Bundesverwaltungsgericht
Beschl. v. 12.06.2012, Az.: BVerwG 3 B 88.11
Gericht: BVerwG
Entscheidungsform: Beschluss
Datum: 12.06.2012
Referenz: JurionRS 2012, 18138
Aktenzeichen: BVerwG 3 B 88.11
 

Verfahrensgang:

vorgehend:

OVG Nordrhein-Westfalen - 15.09.2011 - AZ: 13 A 385/07

Redaktioneller Leitsatz:

  1. 1.

    Ein ungünstiges Nutzen-Risiko-Verhältnis bei der höheren Dosierung eines Arzneimittels ist auch dann anzunehmen, wenn gemäß den Erfahrungen und dem Selbstverständnis der Homöopathie eine Reduzierung der Dosierung die Gefahr eines Auftretens der Nebenwirkungen generell mindert. Der Grund hierfür liegt in dem Begriff des Risikos im Sinne des Arzneimittelgesetzes. Es erfordert nicht die sichere Erwartung von schädlichen Nebenwirkungen, sondern nur den begründeten Verdacht, es könne vermehrt zu solchen Nebenwirkungen kommen. Ein solcher Verdacht besteht schon dann, wenn ernstzunehmende Erkenntnisse einen solchen Schluss nahelegen, sei es aufgrund arzneimittelspezifischer oder aber für die Therapierichtung generell geltender Erkenntnisse.

  2. 2.

    Die nach dem Arzneimittelgesetz gebildeten Kommissionen für die besonderen Therapierichtungen sollen den Sachverstand und das Erfahrungswissen der jeweiligen Therapierichtung einbringen, durch ihre plurale Besetzung unterschiedliche Ansätze und Lehrmeinungen zu einem Ausgleich bringen und den Stand der wissenschaftlichen Erkenntnis wiedergeben. Ihren Empfehlungen kommt die Qualität antizipierter Sachverständigengutachten zu. Wird eine Empfehlung der Kommission von dem Zulassungsantragsteller in Zweifel gezogen, so kann allein dies nicht den Einwand der Befangenheit gegen ihre Heranziehung zur weiteren Sachverhaltsklärung begründen. Es liegt vielmehr nahe, in diesem Fall die Kommission als das vom Gesetzgeber vorgesehene und mit besonderem Sachverstand ausgestattete Gremium um eine erneute Befassung und gegebenenfalls um eine Korrektur, Ergänzung oder Nachholung der Begründung zu bitten.

  3. 3.

    Die Einholung zusätzlicher Sachverständigengutachten liegt im Ermessen des Tatsachengerichts.
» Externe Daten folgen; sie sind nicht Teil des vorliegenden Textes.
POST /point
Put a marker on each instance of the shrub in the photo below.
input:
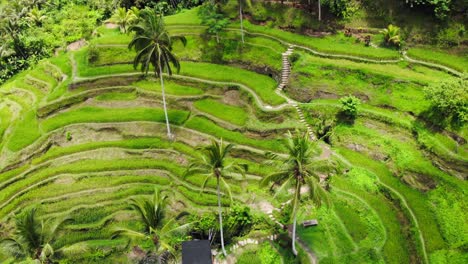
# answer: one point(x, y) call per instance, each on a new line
point(349, 106)
point(392, 35)
point(93, 54)
point(449, 101)
point(294, 57)
point(238, 221)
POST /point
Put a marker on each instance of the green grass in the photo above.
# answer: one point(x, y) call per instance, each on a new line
point(399, 71)
point(262, 85)
point(183, 18)
point(415, 199)
point(96, 114)
point(25, 133)
point(116, 96)
point(112, 55)
point(459, 63)
point(232, 114)
point(170, 87)
point(334, 44)
point(111, 36)
point(5, 119)
point(135, 143)
point(204, 125)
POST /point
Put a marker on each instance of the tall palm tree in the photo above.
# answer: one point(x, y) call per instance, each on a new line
point(298, 169)
point(33, 238)
point(152, 213)
point(123, 18)
point(213, 165)
point(320, 10)
point(243, 2)
point(153, 45)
Ein Verfahrensmangel liegt nur dann vor, wenn sich die Einholung eines weiteren Gutachtens wegen fehlender Eignung der vorliegenden Gutachten hätte aufdrängen müssen, weil es grobe, offen erkennbare Mängel oder unlösbare Widersprüche aufweist, von unzutreffenden sachlichen Voraussetzungen ausgeht oder Anlass zu Zweifeln an der Sachkunde oder der Unparteilichkeit des Gutachters bestehen.

In der Verwaltungsstreitsache
hat der 3. Senat des Bundesverwaltungsgerichts
am 12. Juni 2012
durch
den Vorsitzenden Richter am Bundesverwaltungsgericht Kley
und die Richter am Bundesverwaltungsgericht Buchheister und Rothfuß
beschlossen:

Tenor:

Die Beschwerde der Klägerin gegen die Nichtzulassung der Revision in dem Urteil des Oberverwaltungsgerichts für das Land Nordrhein-Westfalen vom 15. September 2011 wird zurückgewiesen.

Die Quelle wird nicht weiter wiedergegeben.